In The Economist "Free Exchange" \- the first in a series of the economists
professions shortcomings

The article suggests that the profession's focus on quantitative models had
meant that studies which ask the important question of why some countries grow
are failing to get much attention.

------
zircon1
This is among the worst things I have ever seen written by a modern media
publication. Complete, utter nonsense. The fact it is coming from a magazine
calling itself “The Economist” makes it much worse.

I used to think the Economist was an intelligently written magazine containing
deep insights etc.

After reading it for a couple years, I realize it is actually something people
read on an airplane to gain the slightest aftertaste of wisdom which, when
combined with the appropriate Dunning-Kruger effects, is meant to make one
feel worldly and self justified without actually having to do any real work or
real personal study.

I do not like this article because it pretends that the principals which are
universally known to work have not been discovered: Free market, freedom to
choose, freedom for market participants to determine prices, minimal
government interference.

It dismissed these principals because “they can’t be measured.”

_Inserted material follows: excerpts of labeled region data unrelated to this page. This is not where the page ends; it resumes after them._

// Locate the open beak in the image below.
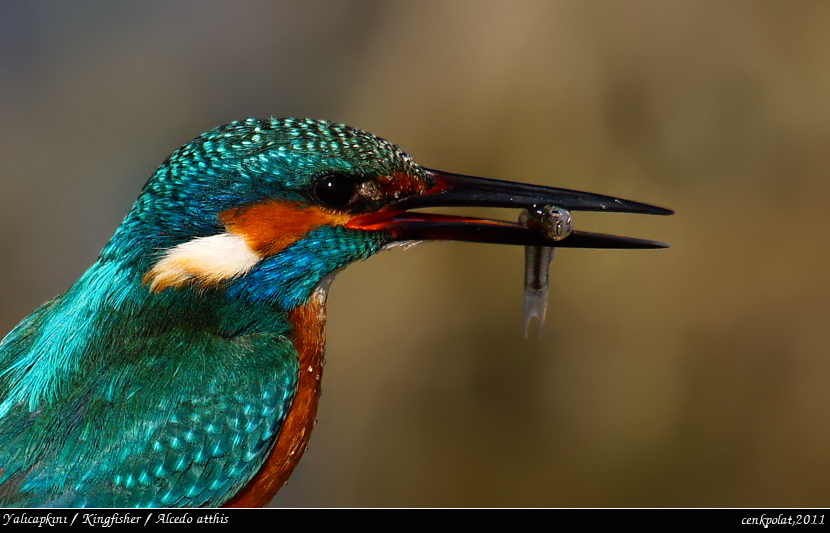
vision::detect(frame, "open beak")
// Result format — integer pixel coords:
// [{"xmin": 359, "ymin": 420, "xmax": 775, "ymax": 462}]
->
[{"xmin": 347, "ymin": 169, "xmax": 674, "ymax": 248}]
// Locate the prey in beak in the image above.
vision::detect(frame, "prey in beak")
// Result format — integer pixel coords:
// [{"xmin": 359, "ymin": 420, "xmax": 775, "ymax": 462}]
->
[
  {"xmin": 347, "ymin": 169, "xmax": 674, "ymax": 338},
  {"xmin": 346, "ymin": 170, "xmax": 674, "ymax": 248}
]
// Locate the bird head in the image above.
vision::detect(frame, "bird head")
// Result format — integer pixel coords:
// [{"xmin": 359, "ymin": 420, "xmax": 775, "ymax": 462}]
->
[{"xmin": 102, "ymin": 115, "xmax": 671, "ymax": 310}]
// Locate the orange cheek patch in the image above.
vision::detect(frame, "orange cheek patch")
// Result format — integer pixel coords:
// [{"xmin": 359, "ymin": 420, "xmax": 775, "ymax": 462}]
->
[
  {"xmin": 378, "ymin": 172, "xmax": 429, "ymax": 198},
  {"xmin": 219, "ymin": 200, "xmax": 351, "ymax": 256}
]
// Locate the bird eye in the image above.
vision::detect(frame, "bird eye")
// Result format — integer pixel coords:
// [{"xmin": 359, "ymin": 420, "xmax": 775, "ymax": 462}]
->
[{"xmin": 314, "ymin": 174, "xmax": 357, "ymax": 208}]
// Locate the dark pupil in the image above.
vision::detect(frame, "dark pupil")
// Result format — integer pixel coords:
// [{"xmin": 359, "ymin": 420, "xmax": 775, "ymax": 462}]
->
[{"xmin": 314, "ymin": 174, "xmax": 355, "ymax": 207}]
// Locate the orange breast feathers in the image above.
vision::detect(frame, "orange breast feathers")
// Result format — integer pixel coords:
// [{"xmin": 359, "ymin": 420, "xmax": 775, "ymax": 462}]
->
[{"xmin": 219, "ymin": 200, "xmax": 352, "ymax": 257}]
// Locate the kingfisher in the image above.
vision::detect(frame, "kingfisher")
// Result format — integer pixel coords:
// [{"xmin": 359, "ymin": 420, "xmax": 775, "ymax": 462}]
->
[{"xmin": 0, "ymin": 118, "xmax": 671, "ymax": 507}]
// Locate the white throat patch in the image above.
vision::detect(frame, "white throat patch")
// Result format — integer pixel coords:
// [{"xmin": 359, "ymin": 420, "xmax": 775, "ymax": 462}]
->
[{"xmin": 144, "ymin": 233, "xmax": 262, "ymax": 292}]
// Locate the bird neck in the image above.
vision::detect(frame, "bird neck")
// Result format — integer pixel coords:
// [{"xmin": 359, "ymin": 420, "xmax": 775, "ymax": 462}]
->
[{"xmin": 0, "ymin": 255, "xmax": 292, "ymax": 416}]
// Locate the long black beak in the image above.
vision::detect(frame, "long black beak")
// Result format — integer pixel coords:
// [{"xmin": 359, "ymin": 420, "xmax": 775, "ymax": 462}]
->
[{"xmin": 348, "ymin": 169, "xmax": 674, "ymax": 248}]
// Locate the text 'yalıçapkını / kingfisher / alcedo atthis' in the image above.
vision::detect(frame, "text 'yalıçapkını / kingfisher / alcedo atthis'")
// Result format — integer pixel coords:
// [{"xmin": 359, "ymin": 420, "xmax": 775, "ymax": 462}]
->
[{"xmin": 0, "ymin": 119, "xmax": 671, "ymax": 507}]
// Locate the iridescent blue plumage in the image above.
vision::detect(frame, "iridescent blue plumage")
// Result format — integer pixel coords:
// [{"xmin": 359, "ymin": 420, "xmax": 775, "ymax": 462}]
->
[
  {"xmin": 0, "ymin": 119, "xmax": 670, "ymax": 507},
  {"xmin": 0, "ymin": 119, "xmax": 417, "ymax": 507}
]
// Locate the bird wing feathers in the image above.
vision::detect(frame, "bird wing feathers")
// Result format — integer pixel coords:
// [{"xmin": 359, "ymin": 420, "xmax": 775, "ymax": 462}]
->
[{"xmin": 0, "ymin": 331, "xmax": 299, "ymax": 507}]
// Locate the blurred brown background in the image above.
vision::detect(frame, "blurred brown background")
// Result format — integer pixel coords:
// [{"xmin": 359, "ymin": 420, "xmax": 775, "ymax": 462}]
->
[{"xmin": 0, "ymin": 0, "xmax": 830, "ymax": 507}]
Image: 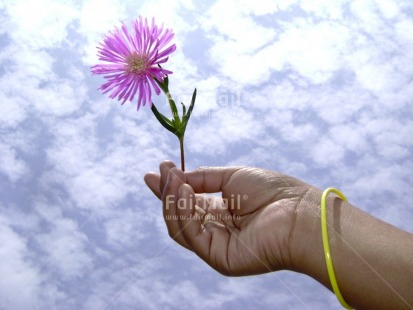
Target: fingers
[161,167,192,250]
[143,160,175,199]
[177,184,212,261]
[185,167,241,193]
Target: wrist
[290,187,350,289]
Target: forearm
[292,190,413,309]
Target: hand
[145,161,311,276]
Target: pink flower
[92,17,176,109]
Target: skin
[145,161,413,309]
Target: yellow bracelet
[321,187,353,309]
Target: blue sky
[0,0,413,309]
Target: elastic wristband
[321,187,353,309]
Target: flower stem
[179,136,185,171]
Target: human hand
[145,161,312,276]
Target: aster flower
[92,17,176,109]
[92,17,196,170]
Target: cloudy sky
[0,0,413,310]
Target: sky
[0,0,413,310]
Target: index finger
[185,167,242,193]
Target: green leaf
[181,102,186,119]
[151,103,178,135]
[182,88,196,135]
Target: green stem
[179,136,185,171]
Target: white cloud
[6,0,76,50]
[0,214,42,309]
[0,142,30,182]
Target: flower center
[125,52,149,75]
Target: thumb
[176,184,212,260]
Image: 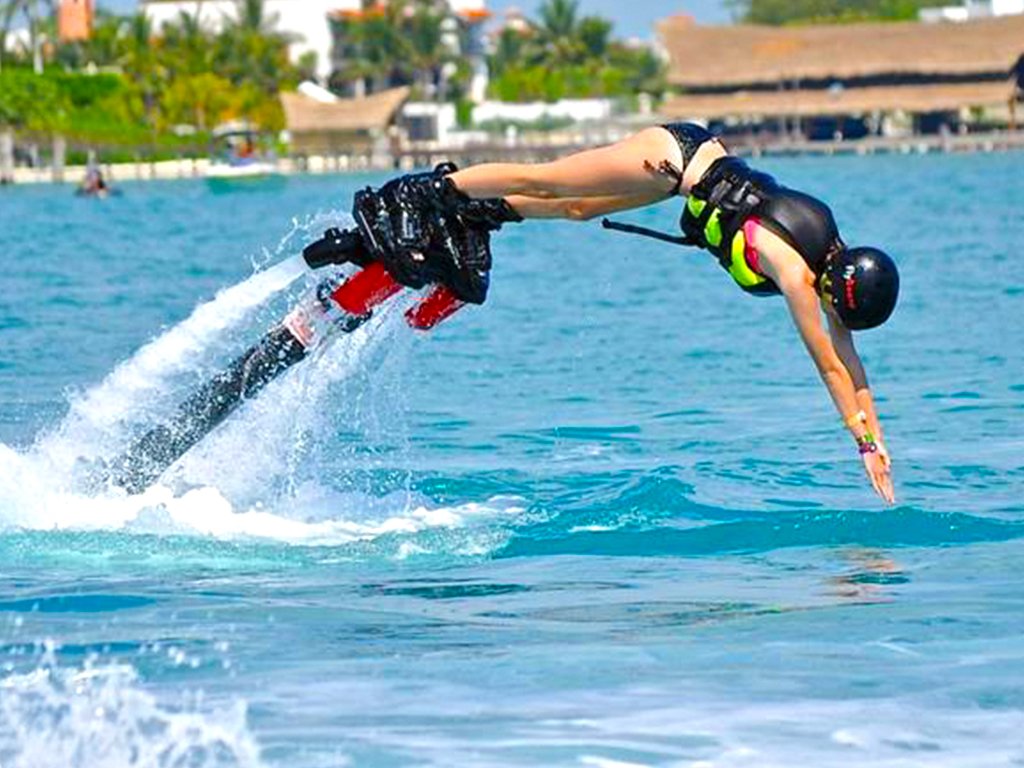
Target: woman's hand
[860,442,896,504]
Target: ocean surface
[0,154,1024,768]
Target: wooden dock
[4,130,1024,183]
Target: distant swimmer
[76,166,114,198]
[355,123,899,504]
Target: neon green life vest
[686,195,774,293]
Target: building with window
[142,0,489,91]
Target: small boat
[206,123,284,188]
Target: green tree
[728,0,945,26]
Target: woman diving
[355,123,899,504]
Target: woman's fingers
[864,454,896,504]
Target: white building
[920,0,1024,22]
[141,0,490,91]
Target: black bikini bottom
[662,123,716,172]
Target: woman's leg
[451,128,682,198]
[505,191,665,221]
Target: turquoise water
[0,155,1024,768]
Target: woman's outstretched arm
[758,229,895,504]
[451,128,682,201]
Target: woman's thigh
[452,128,682,198]
[522,128,682,198]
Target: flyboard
[106,228,464,494]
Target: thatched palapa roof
[657,15,1024,88]
[281,87,410,135]
[659,80,1016,120]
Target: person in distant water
[78,165,111,198]
[355,123,899,503]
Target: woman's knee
[562,200,598,221]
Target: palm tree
[538,0,586,68]
[403,2,450,96]
[216,0,295,94]
[538,0,580,40]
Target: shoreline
[4,130,1024,185]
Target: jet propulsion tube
[109,262,440,494]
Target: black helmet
[821,248,899,331]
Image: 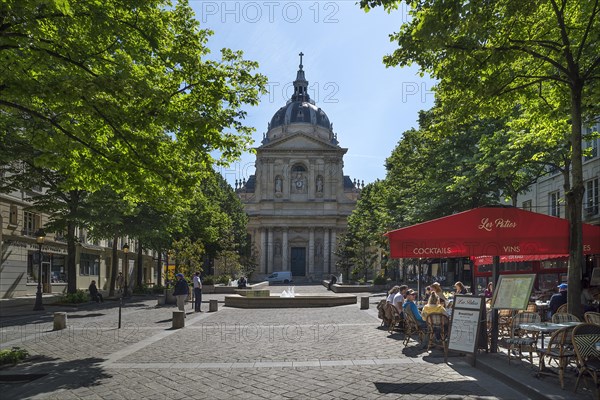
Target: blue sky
[190,0,434,183]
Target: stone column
[329,229,337,271]
[267,228,273,273]
[281,228,290,271]
[323,228,331,274]
[308,228,315,275]
[258,228,267,272]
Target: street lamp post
[118,243,129,329]
[33,229,46,311]
[123,243,129,297]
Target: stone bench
[235,289,271,297]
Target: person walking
[116,272,125,293]
[173,274,190,317]
[88,281,104,303]
[194,271,202,312]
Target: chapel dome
[269,100,331,130]
[268,53,333,131]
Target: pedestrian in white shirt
[194,271,202,312]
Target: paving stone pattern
[0,287,592,400]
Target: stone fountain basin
[225,294,356,308]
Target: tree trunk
[567,80,584,318]
[156,249,162,286]
[135,240,144,288]
[67,220,77,293]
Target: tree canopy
[360,0,600,313]
[0,0,266,205]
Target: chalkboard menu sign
[492,274,535,310]
[448,295,487,355]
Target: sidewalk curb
[477,359,553,400]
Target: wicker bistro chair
[538,326,575,389]
[572,323,600,397]
[555,303,568,314]
[505,311,541,364]
[403,307,426,346]
[552,312,581,324]
[583,311,600,325]
[490,309,513,336]
[426,313,450,362]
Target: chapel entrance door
[291,247,306,276]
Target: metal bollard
[360,296,369,310]
[54,312,67,331]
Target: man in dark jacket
[173,274,190,316]
[548,283,567,316]
[88,281,104,303]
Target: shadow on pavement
[0,357,112,399]
[375,380,490,399]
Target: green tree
[0,0,266,292]
[0,0,265,200]
[341,180,389,280]
[361,0,600,314]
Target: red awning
[471,254,569,265]
[385,207,600,258]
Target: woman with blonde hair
[386,285,400,304]
[454,281,467,296]
[430,282,448,307]
[421,292,446,320]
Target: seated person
[483,282,494,299]
[430,282,448,306]
[402,289,427,330]
[385,285,400,304]
[423,286,431,303]
[392,285,408,314]
[421,293,448,340]
[454,281,467,296]
[421,293,448,320]
[88,281,104,303]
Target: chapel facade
[236,53,360,281]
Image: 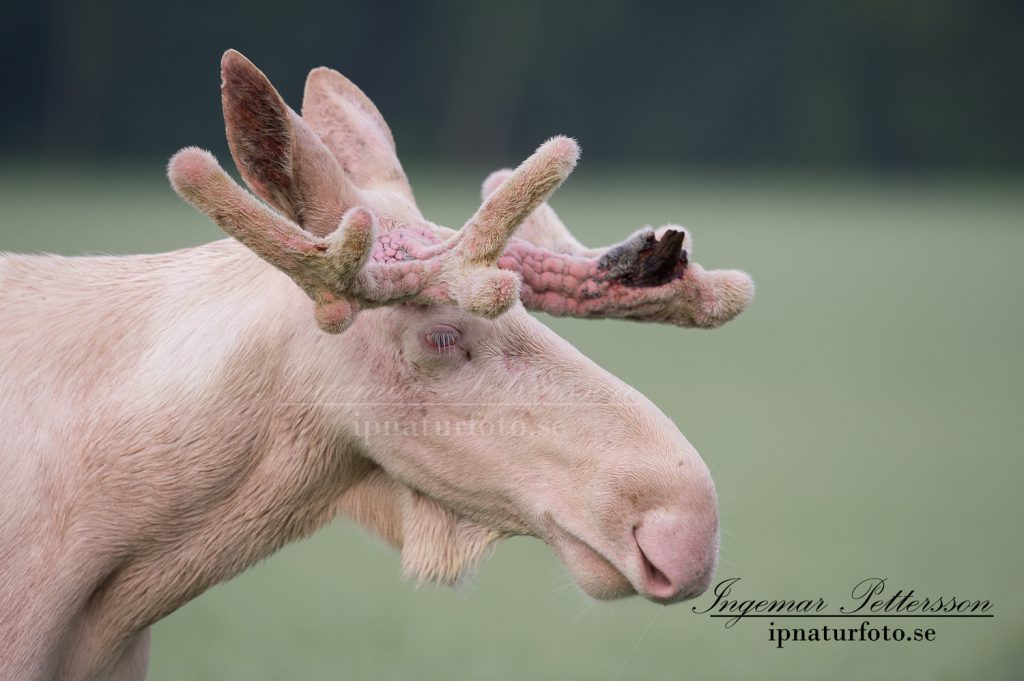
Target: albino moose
[0,51,754,681]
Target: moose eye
[424,327,461,352]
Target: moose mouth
[546,512,718,605]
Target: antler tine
[167,146,376,333]
[457,136,580,264]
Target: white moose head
[169,51,754,603]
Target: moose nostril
[633,509,717,601]
[633,527,673,592]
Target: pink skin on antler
[169,52,754,333]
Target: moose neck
[62,241,374,669]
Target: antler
[482,171,754,328]
[168,137,579,333]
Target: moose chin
[0,51,754,681]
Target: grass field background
[0,164,1024,681]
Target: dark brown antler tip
[602,229,687,287]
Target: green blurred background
[0,0,1024,681]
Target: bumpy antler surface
[482,171,754,328]
[169,50,754,333]
[169,137,579,333]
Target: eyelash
[426,329,459,354]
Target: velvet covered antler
[482,170,754,328]
[168,50,753,333]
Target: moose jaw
[0,51,754,680]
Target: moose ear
[220,50,357,237]
[302,67,413,201]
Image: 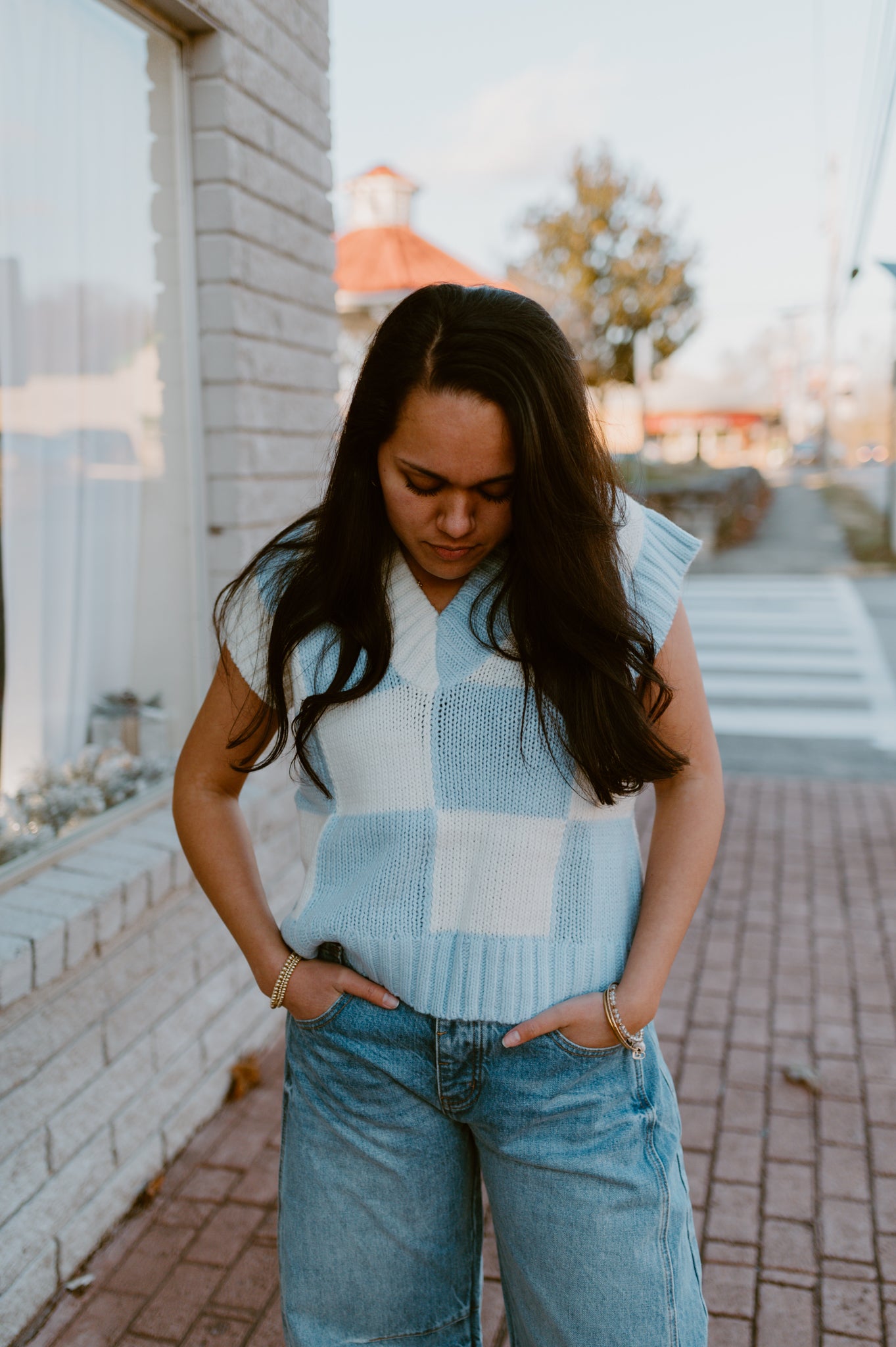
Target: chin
[417,547,484,581]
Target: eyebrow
[398,458,514,490]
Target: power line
[847,0,896,280]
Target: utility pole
[880,261,896,552]
[819,155,839,473]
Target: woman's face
[378,389,515,581]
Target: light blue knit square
[432,681,572,819]
[301,810,436,947]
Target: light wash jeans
[279,994,706,1347]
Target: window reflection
[0,0,195,862]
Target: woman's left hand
[502,986,655,1048]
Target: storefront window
[0,0,197,864]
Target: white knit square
[318,684,436,814]
[429,810,567,936]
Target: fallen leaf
[784,1062,820,1094]
[66,1271,94,1296]
[227,1054,261,1100]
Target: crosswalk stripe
[685,575,896,750]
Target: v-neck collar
[387,547,500,693]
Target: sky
[331,0,896,376]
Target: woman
[175,285,722,1347]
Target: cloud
[409,50,620,182]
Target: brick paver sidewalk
[24,777,896,1347]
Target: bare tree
[517,149,698,384]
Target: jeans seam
[355,1310,469,1344]
[436,1019,484,1117]
[632,1058,680,1347]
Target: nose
[437,492,476,539]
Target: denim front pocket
[546,1029,628,1058]
[288,991,351,1029]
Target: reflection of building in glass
[0,0,338,1342]
[0,0,195,792]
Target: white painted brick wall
[0,0,337,1344]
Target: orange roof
[334,226,502,293]
[360,164,410,182]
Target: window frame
[0,0,208,894]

Imagine being asked to produce a measurement that freedom of speech or freedom
of religion as valuable principals. What an utterly moronic attempt to
substitute mathematics for philosophy and humanity. There are no measurements
to justify these because it can’t be done.

One of the most powerful case studies I have ever seen is the differences
between India and Japan post WWII. Both countries were subject to colonial
forces and released around similar time periods.

Japan took a hands off approach and wound up with sophisticated automated loom
technology while India insisted on using government regulations to install
burdensome regulations which kept their weaving industry entirely hand
operated, preventing the creative destruction of inefficient jobs necessary to
grow the economy for the betterment of all.

The underlying Liberal bias in the economist has become so overt it is hard to
take them seriously. They want to pretend that free market economics,
individual freedom, freedom of speech and minimal government interference are
not known to be the things that lead to tremendous economic growth.

People feel impressed by China currently, but their fundamentally totalitarian
nature and attempts to nationalize every industry and tinker ruthlessly with
their finances and banking sector are going to cause an irreversible
implosion, especially when combined with their decision to ensconce their
political leaders in permanent government positions of power.

Freedom is going to win. A good example of how China is holding itself back is
in how the government has effectively decided to promote WeChat (their
universaLly promoted chat app which is basically a feed of your private
information directly to the government) and social credit scoring. These
measures will result in people fleeing China to innovate ultimately when their
highly corrupt political and economic financing systems inevitably fail (see:
China shadow banking).

I believe we will soon find that Chinese success is illusory, you can only
fake an economy for so long.

The United States is not perfect, but it is closer to these ideals than China
ever will be on their current trajectory.